3) Alega a recorrente que deveria beneficiar da isenção fiscal que a Administração fiscal já tinha concedido a favor de outras suas concorrentes que se encontram em situação idêntica, mas continua a não invocar em seu favor nenhuma norma fiscal respeitante à previsão da isenção fiscal.
4) O regime da Lei n° 16/2001 prevê expressamente duas situações em que é possível o enquadramento de isenção fiscal relativo ao Imposto Complementar de Rendimentos: o artigo 28°, que se refere às concessionárias, e o artigo 29°, que se refere aos promotores de jogo.
5) Defende a recorrente que os seus rendimentos não se enquadram em nenhuma das situações uma vez que os rendimentos não são seus nem podiam ser porque decorrem directamente do exercício da actividade concessionada: são rendimentos da B que por eles deve o devido imposto mas que do respectivo pagamento fica isenta.

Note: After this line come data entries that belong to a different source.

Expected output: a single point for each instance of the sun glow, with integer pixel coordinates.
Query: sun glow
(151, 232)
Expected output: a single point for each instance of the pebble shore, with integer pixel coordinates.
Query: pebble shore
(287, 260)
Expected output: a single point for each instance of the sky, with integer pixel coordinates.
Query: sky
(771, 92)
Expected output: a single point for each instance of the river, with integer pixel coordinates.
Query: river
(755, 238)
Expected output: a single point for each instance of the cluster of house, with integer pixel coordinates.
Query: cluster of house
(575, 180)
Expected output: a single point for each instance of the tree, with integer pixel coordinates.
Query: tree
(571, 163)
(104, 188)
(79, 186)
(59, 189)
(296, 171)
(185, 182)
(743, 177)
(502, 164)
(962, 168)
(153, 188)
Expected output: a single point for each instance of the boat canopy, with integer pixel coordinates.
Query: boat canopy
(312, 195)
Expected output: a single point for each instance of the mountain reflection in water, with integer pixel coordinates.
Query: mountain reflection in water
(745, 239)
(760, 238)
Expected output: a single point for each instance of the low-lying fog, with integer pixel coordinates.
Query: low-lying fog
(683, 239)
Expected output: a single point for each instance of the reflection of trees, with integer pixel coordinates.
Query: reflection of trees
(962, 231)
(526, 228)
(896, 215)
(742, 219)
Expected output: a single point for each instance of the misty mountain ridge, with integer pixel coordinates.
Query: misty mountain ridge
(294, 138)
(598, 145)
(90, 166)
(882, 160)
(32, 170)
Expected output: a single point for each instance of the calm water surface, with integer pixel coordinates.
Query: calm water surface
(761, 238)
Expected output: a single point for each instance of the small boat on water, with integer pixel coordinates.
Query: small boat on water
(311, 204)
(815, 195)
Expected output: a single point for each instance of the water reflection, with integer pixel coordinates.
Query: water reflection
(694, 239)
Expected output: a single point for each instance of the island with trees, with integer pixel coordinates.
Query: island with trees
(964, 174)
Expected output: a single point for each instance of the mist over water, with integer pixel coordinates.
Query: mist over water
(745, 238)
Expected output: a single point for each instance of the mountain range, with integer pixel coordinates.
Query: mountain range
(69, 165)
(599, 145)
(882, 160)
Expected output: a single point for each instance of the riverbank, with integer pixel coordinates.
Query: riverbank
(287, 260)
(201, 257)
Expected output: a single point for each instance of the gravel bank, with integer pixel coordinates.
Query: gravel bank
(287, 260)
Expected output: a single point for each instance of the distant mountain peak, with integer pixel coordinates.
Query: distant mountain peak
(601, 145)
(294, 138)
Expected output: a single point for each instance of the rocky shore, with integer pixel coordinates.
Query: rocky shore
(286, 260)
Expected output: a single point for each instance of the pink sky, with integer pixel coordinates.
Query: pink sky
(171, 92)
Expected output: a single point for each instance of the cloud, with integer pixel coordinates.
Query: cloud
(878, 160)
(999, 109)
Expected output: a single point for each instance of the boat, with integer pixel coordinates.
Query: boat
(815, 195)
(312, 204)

6) Pelo que só a B pode ser titular das obrigações tributárias resultantes da actividade concessionada e, em consequência, a recorrente percebe daquela, já depois de tributados tais rendimentos da B, uma prestação mensal constituída por percentagens diversas dos rendimentos gerados na zona afecta ao mercado de massas do casino, do rendimento gerado nas salas VIP e, finalmente, do rendimento gerado nas slot machines.
7. E, segundo a recorrente, paga a B tal prestação mensal porque a recorrente celebrou com a B um contrato de associação de participação.
8) Ora existindo expressas, no documento contratual que foi submetido, as características de um contrato de prestação de serviços e de ocupação e uso de espaço e não se vislumbrando no mesmo documento quaisquer das características ou referências do contrato de associação em participação.
9) Além disso, permanece intacto e independentemente da natureza do contrato, o facto de este ter sido submetido pela B - por si e, implicitamente, em nome da recorrente posto que é sua co-contratante – à apreciação da DICJ, sem que tenha daí resultado acto favorável de sancionamento.
10) A B, bem como outras operadoras, celebraram diversos contratos com empresas prestadoras de serviços e outras que são algo semelhantes ao contrato em que a ora recorrente baseia a sua pretensão, só que desses vários contratos, uns foram aprovados e autorizados pela tutela, enquanto outros não tiveram a mesma sorte, como foi o caso da recorrente.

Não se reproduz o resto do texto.